A friend of mine tells a story about a couple in the church where he served that was perpetually ticked off at the church (or him).
It would be pretty consistent that he would receive an email from them stating why they were upset. (This was in the days before texts, I’m sure he was grateful for that!)
It started with their disdain for the church plans to expand to include a homeless ministry.
“We shouldn’t support “those people” . . . it’s their fault they are homeless. The church should not enable that but instead teach them a lesson.
Or . . .
“Why don’t these church people DO more? The people here are just apathetic. We shouldn’t have to spend money on x, y, and z because if everyone DID what they were supposed to do, the things would already be there.”
Or . . .
“People in this church just aren’t friendly. We walk past people on Sundays and they just don’t speak. You need to do a better job teaching people to be nice to each other. People leave us out.”
Then, tragedy came and her husband died unexpectedly of a heart attack. She was alone.
In the days following the husband’s death the church truly rallied and showed what it meant to embody Jesus in the life of someone.
Through the next week someone from the church spent the night at her home each night so that she would not have to be alone.
Her cabinets were full with groceries and the refrigerator was full of food.
The freezer had meals to last hear for two months, all labeled and packaged appropriately.
The pastor noted in worship a few weeks later where her husband typically sat, another person from the church sat beside her, so she was not alone.

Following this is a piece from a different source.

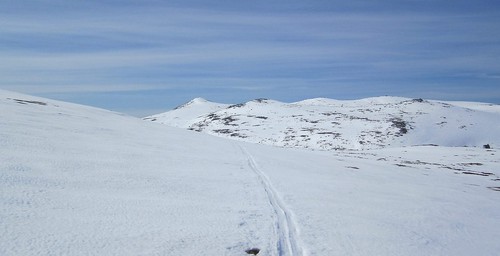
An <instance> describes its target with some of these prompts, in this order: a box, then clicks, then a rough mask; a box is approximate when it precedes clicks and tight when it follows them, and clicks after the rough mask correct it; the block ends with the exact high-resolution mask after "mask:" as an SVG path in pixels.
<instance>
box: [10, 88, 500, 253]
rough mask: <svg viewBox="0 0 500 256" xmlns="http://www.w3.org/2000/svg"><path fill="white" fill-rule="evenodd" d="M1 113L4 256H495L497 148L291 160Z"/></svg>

The next morning he saw her name in his inbox and he told me he thought, “Oh wow! I bet this is going to be a nice email, telling me how grateful she is to have been a part of a church family.”
He was wrong.
When he opened the email he read how unhappy she was with the people of the church because they had too many chicken casseroles.
She was unhappy because she had too much of one thing.
Sometimes in life we are not happy with the gifts we’ve been given.
Either they don’t live up to what we expect them to be, so instead of seeing the beauty in them we only see the negative.
Or . . . because we have astronomical expectations, no gifts are ever enough.
Some people turn away from God and God’s love because the “gift” God brings doesn’t fit into what they expect it to be.
That is one reason we have to be careful of what we expect!
God doesn’t promise ease of life.
God doesn’t promise financial prosperity.
God doesn’t promise ongoing good health.
God promises love. God is Love.
So that when we go through the difficult times of life, financial hardship, and health challenges we have an opportunity to connect with the oneness of God that lives in each of us and recognize that we are not alone. That we are held together by Love. And in being held in love we are called to respond in love.
Where are situations in your life today that you could respond with peace and love rather than negativity?
In doing so, you will be living out the gift of the Christ child.
Do not fear what you are about to suffer. Beware, the devil is about to throw some of you into prison so that you may be tested, and for ten days you will have affliction. Be faithful until death, and I will give you the crown of life.